The Gila River in southwestern New Mexico is one of the last free flowing rivers in North America. It exhibits a great range of hydrochemical variability across spatial and temporal scales in response to changes in precipitation and temperature. Previous work indicates that during times of monsoonal precipitation, temporal variability in water chemistry of streams in the Gila watershed is largely affected by surface runoff due to variability in landscape cover features, as well as size of the catchment. However during base flow regimes, spring inputs of various magnitudes are the dominant drivers of solute concentrations and variability in this system.

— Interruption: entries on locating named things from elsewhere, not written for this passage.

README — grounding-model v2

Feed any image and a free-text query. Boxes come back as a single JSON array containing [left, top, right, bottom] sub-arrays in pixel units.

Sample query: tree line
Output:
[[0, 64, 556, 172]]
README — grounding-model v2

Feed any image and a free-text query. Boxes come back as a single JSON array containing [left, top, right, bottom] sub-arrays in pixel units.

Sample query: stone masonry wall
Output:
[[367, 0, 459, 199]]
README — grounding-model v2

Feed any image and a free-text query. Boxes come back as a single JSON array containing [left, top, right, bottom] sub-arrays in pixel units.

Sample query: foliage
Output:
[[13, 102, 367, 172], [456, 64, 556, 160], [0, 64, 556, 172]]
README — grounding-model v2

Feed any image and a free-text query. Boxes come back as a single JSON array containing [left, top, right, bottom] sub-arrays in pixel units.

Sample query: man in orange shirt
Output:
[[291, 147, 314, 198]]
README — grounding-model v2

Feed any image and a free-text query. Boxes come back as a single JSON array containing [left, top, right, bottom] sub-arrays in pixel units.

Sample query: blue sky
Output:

There are several influencing factors effecting base flow solute concentrations. In the Gila River, as with many perennial rivers of the American Southwest, deep groundwater and geothermal inputs are determined to be primary contributing sources of solutes. Such waters derive their compositions from being conducted through fault and fracture networks created by tectonic processes. Our primary objective is to quantify contributions of deep water and geothermal inputs to surface water chemistry of the upper Gila stream network and determine annual variability of solute fluxes by utilizing a combination of methods including continuous water quality monitoring sensors and campaign sampling.

Preliminary results exhibit substantial spatial variability evident by progressive downstream increases in solute concentrations. We report on a 66.5 mile reach of the upper Gila River, from Gila Springs to Bill Evans Lake. This is an area of major geologic sources of saline water input into the system. Regional climate change scenarios predict a reduction in precipitation including effects on snowpack melt and runoff contribution to the Gila system. This will significantly increase the occurrence of base flow regime leading to higher salinity. Such conditions are projected to apply stress on a wide range of ecological communities and have negative consequences for water quality for downstream users. Detailed study of water chemistry of geologic water inputs in the upper Gila watershed provides crucial baseline information for determining the response to climate change and data to distinguish geologic solute concentrations from anthropogenic contributions to the system.